As a result, Allscripts Healthcare expects that when it officially reports its second quarter results it will deliver sales of between $350 million and $353 million, which is above analyst estimates for $347.1 million, and EPS of $0.12, which is higher than estimates for $0.10.
Now what: Allscripts Healthcare is also reporting that its bookings in the second quarter reached a record $255 million to $260 million, up between 9% and 12% year-over-year. The improving bookings could suggest that Allscripts Healthcare's momentum may continue in the coming quarters.
However, investors ought to remember that healthcare IT is a very competitive market and that Allscripts Healthcare isn't the market share leader (privately held Epic Systems holds that distinction). Further, while the top line results were better than Street forecasts, sales were only marginally higher than the $351 million reported last year -- and that's hardly growth worth writing home about.
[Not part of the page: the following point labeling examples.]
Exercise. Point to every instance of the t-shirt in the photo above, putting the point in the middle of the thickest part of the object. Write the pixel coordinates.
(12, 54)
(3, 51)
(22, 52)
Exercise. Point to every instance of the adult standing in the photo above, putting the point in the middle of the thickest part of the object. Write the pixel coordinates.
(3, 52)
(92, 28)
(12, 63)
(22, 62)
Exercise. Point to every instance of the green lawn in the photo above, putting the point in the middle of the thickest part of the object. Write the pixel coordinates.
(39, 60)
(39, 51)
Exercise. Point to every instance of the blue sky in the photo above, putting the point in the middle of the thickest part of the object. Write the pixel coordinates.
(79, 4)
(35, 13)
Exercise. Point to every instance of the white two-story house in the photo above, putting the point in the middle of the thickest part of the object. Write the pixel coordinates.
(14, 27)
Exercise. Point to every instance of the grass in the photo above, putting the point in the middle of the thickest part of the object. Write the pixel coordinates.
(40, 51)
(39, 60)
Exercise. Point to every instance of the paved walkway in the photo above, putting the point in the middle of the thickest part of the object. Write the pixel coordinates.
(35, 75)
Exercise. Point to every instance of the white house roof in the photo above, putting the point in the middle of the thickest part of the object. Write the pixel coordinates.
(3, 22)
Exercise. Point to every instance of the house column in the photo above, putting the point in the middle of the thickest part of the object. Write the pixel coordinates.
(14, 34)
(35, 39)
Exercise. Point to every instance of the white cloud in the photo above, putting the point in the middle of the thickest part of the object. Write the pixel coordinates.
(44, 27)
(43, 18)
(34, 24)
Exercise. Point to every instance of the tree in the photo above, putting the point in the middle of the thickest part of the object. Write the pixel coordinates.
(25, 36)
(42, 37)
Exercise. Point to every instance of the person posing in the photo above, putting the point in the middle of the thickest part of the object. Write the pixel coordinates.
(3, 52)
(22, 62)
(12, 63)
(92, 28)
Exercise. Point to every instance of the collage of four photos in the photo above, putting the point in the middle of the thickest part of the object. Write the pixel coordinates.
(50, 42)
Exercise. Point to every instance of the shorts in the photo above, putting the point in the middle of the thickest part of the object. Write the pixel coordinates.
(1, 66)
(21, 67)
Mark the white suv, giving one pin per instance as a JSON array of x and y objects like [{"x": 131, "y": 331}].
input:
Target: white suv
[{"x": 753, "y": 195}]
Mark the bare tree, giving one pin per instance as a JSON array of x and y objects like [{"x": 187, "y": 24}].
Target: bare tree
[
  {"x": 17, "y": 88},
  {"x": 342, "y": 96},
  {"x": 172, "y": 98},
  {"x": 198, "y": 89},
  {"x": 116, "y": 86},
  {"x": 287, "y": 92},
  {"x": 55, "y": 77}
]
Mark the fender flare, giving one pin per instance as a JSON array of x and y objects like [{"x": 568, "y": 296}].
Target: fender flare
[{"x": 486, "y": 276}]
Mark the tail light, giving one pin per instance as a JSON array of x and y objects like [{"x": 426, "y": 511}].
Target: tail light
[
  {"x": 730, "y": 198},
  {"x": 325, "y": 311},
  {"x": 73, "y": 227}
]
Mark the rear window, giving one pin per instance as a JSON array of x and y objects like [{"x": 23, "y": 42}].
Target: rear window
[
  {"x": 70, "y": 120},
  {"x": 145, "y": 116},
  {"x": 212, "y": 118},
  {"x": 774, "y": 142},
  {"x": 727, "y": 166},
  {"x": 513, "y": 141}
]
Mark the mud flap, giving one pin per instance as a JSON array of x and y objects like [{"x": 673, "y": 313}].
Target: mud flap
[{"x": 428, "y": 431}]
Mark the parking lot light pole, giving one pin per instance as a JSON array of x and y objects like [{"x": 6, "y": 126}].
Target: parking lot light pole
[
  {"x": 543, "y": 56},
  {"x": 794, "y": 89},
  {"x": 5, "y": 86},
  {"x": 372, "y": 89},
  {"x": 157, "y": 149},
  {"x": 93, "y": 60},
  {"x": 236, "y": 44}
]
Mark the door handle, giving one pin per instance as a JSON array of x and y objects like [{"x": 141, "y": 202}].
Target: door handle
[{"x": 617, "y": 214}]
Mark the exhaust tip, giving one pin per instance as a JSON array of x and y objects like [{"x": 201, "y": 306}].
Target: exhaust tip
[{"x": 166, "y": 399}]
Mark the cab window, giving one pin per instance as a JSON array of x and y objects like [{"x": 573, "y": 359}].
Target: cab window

Investors should also recognize that Allscripts Healthcare remains a turnaround story that has been struggling to deliver top and bottom line growth. Over the past five years, both quarterly sales and profits have slumped as competitors have gained ground at its expense.
Additionally, investors may also want to resist chasing shares higher given that Allscripts Healthcare's balance sheet isn't all that spectacular. The company had $88 million in cash and $572 million in debt coming out of the first quarter and a current ratio -- the ability to make good on short term financial obligations if creditors come knocking -- of just 1.04. For all those reasons, I'm hesitant to embrace this stock on its run up.